In a faraway land...


Chapter 1 - The Garden of Despair


Bitter Roots

The first rays of sun snuck into her bedroom, diffracted into rainbows by the large panes of beveled glass. Somebody had left one of the large French doors, the ones that led into the garden, open, and the breeze that blew in brought with it the scent of the night rain.

Cimmy smiled and rushed to her feet, noticed that she’d fallen asleep in the gown she’d been wearing the night before, and was surprised to notice that the delicate silk fabric wasn’t wrinkled. She loved that dress, blushing with the color of ripe apricots, and wore it often; she loved its simple cut, devoid of frills and embellishments, which blossomed amply at the waist to form a full circle, perfect for twirling. One strap had fallen off her shoulder and she instinctively adjusted it, while she tried to remember where she had left her sandals the night before. She couldn’t remember which room it was, nor did she care.

She’d taken them off because she couldn’t run in them, or dance in them the way she wanted to, and in the process rediscovered the feeling of soft grass under her bare feet, and the rush of the water around her ankles during the torrential rain.

She opened the other pane and stood in the doorway, her back against one of the wide wooden jambs, looking out into the garden at the clear puddles that had formed, here and there, in the gravel path, after the rain. The morning sunshine touched them gently, stirring glimmers and sparkles, almost like a dare to bring Cimmy out into the open.

The latter giggled, delighted by this game nature was playing with her, and rushed out, barefoot, into the garden, splashing in puddles and getting drenched from above with the remnants of the night rain that the wind brought down from the tree canopies above.

The garden was very large, but Cimmy knew it well, because she had spent her whole childhood in it. She rushed past the tall sages and bent her head, without even thinking about it, when she walked under the arbor, where the roses were in full bloom. She had the wild canes of the climbing roses tangle in her hair more than once, and by now she could bow her head just enough to avoid them, even with her eyes closed.

She wandered past the tall lilies, which reached above her head, and whose dark, pollen laden stamens stained her fingers when she brushed her hands against them.
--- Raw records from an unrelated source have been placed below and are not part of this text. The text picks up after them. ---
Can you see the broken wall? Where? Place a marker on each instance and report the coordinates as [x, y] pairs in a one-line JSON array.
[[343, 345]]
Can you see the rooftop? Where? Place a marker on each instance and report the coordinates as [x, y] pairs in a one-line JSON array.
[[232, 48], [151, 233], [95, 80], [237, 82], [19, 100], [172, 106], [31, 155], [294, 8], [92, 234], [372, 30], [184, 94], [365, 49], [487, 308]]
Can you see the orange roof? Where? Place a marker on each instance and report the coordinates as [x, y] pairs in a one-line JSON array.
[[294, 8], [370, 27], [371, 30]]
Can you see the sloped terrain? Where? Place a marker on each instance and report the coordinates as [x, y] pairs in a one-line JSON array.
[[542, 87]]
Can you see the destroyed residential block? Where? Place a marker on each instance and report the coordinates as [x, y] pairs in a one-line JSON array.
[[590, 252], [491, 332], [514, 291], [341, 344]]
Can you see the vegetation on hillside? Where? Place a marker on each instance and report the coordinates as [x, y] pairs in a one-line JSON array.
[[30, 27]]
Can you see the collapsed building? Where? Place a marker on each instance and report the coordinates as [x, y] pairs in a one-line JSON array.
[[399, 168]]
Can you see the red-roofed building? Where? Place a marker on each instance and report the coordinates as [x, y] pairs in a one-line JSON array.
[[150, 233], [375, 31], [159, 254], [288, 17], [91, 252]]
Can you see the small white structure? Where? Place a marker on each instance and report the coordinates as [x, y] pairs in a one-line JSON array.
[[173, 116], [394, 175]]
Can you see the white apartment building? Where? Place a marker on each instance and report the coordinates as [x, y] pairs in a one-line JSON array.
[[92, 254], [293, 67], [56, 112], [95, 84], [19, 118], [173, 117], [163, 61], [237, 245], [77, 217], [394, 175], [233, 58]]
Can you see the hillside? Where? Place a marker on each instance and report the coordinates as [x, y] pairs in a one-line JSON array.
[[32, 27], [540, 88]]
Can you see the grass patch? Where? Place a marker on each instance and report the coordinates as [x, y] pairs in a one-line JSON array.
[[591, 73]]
Behind them, the umbels of milkweed welcomed hosts of butterflies, which were stirred into flight by the light breeze, only to descend quickly upon the bright orange flowers again, in search of nectar.

The narrow gravel path ended abruptly into the main alley, which was wide, covered in flagstones and lined by linden trees.

Cimmy walked in the shade of the trees, breathing deeply the sultry perfume, her soles tickled by the moss and flowering thyme which was growing between the stones like a soft living carpet and yielded its spicy fragrance under her feet.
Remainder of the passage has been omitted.